Mohammed is 20 jaar en woont in Gent. Hij is leider bij de Scouts, animator bij Tumult en actief bij Project Ananas (een samenwerking tussen Tumult en Vluchtelingenwerk Vlaanderen). Een bezige bij die intussen 2,5 jaar in België woont en binnenkort ook verder gaat studeren.
Tumult interviewde hem als ambassadeur van Jeugdwerk tegen racisme. Lees hieronder zijn verhaal.
“Ik las de Facebookoproep van Tumult rond de ambassadeurs en dacht meteen ‘Misschien kan ik iets doen, iets veranderen’. Ik ben al meer dan één keer slachtoffer geweest van racisme en discriminatie. Misschien kunnen mijn ervaringen anderen helpen.”

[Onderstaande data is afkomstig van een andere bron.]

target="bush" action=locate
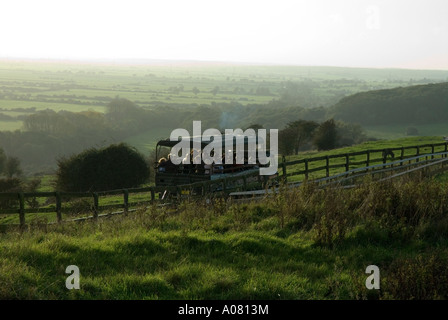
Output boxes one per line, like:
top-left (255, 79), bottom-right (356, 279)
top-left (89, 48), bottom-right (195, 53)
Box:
top-left (56, 144), bottom-right (149, 192)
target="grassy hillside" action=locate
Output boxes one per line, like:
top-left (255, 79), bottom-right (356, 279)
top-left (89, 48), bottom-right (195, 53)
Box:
top-left (0, 175), bottom-right (448, 300)
top-left (328, 82), bottom-right (448, 126)
top-left (0, 137), bottom-right (448, 300)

Wat betekent racisme voor jou?
“Het is voor mij iets heel onlogisch. Niemand kiest welke huidskleur men heeft of welke geaardheid men heeft. Iemand zei me dat je kan kiezen of je homo bent of niet. Ik heb zijn hand vastgenomen en gezegd ‘Geloof me, ik zou nooit kiezen om “onacceptabel” te zijn. Ik zou voor mijn familie en mijn land kiezen.’ Jullie vinden me niet leuk omdat ik een andere huidskleur heb of omdat ik homo ben. Daar zou ik niet voor kiezen, het zou makkelijker zijn om het niet te zijn.”
“Jullie vinden me niet leuk omdat ik een andere huidskleur heb of omdat ik homo ben. Daar zou ik niet voor kiezen, het zou makkelijker zijn om het niet te zijn.”

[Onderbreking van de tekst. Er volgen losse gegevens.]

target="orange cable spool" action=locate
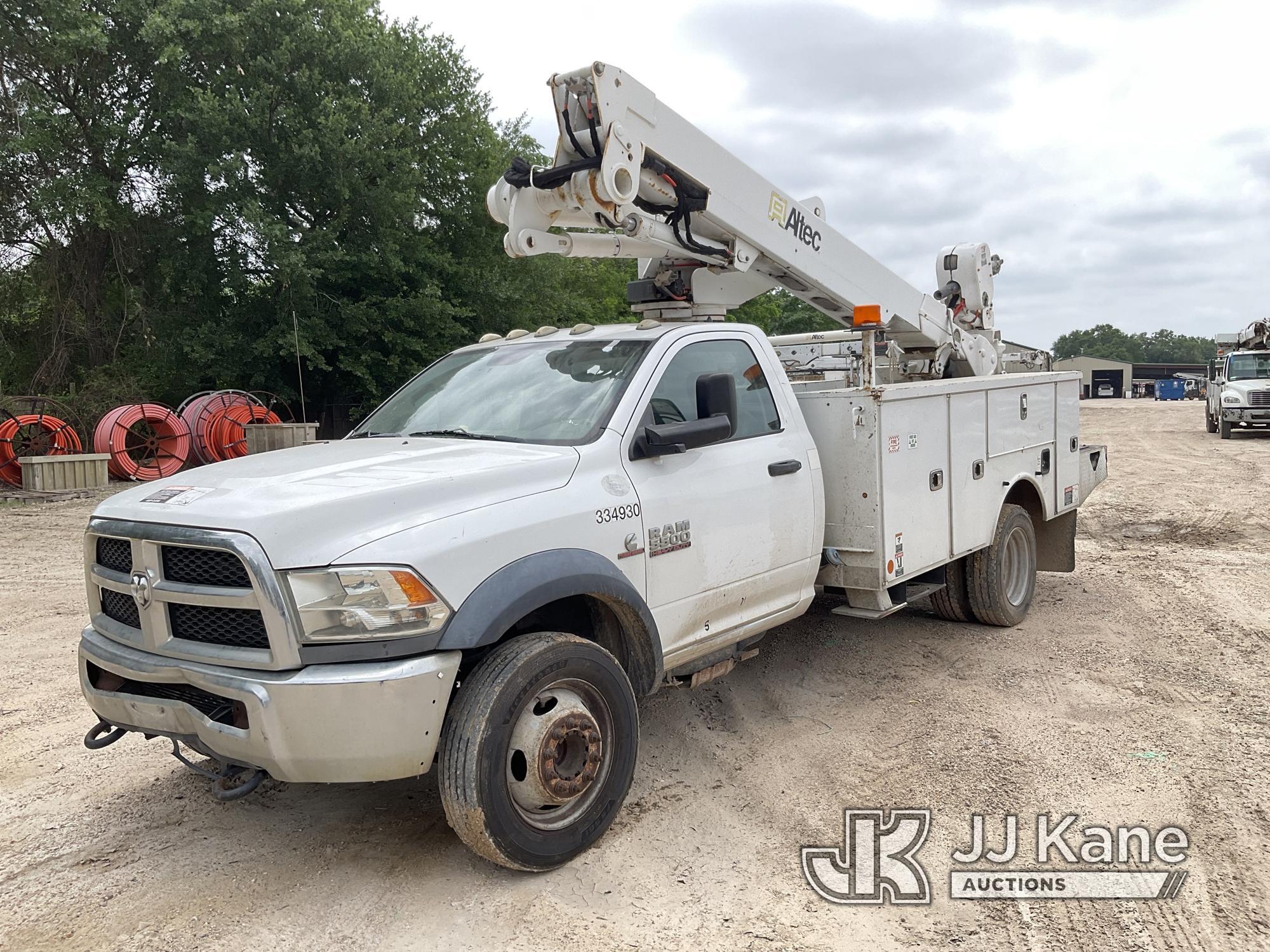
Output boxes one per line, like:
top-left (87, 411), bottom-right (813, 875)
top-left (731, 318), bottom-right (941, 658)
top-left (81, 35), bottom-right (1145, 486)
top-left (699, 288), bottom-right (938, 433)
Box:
top-left (93, 404), bottom-right (192, 482)
top-left (206, 404), bottom-right (282, 462)
top-left (0, 413), bottom-right (81, 486)
top-left (177, 390), bottom-right (258, 463)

Heb je zelf al racisme of discriminatie ervaren?
“Zeker. Mijn leven is niet makkelijk geweest door discriminatie. Ik ben daarom ook vertrokken uit mijn land. Omdat ik daar niet geaccepteerd werd, ben ik naar België gekomen. Mijn naam is Mohammed, niet Jan of Tom. Ik ben vluchteling, moslim en ook homoseksueel. Dat is dus complex.
“Mijn naam is Mohammed, niet Jan of Tom. Ik ben vluchteling, moslim en ook homoseksueel. Dat is dus complex.”
Toen ik pas in België was, woonde ik in een opvangcentrum. Daar heb je je eigen kamer. Aan de muur had ik er een regenboogvlag hangen, een symbool van de holebigemeenschap. De andere mensen die er woonden reageerden hier heel slecht en afwijzend op.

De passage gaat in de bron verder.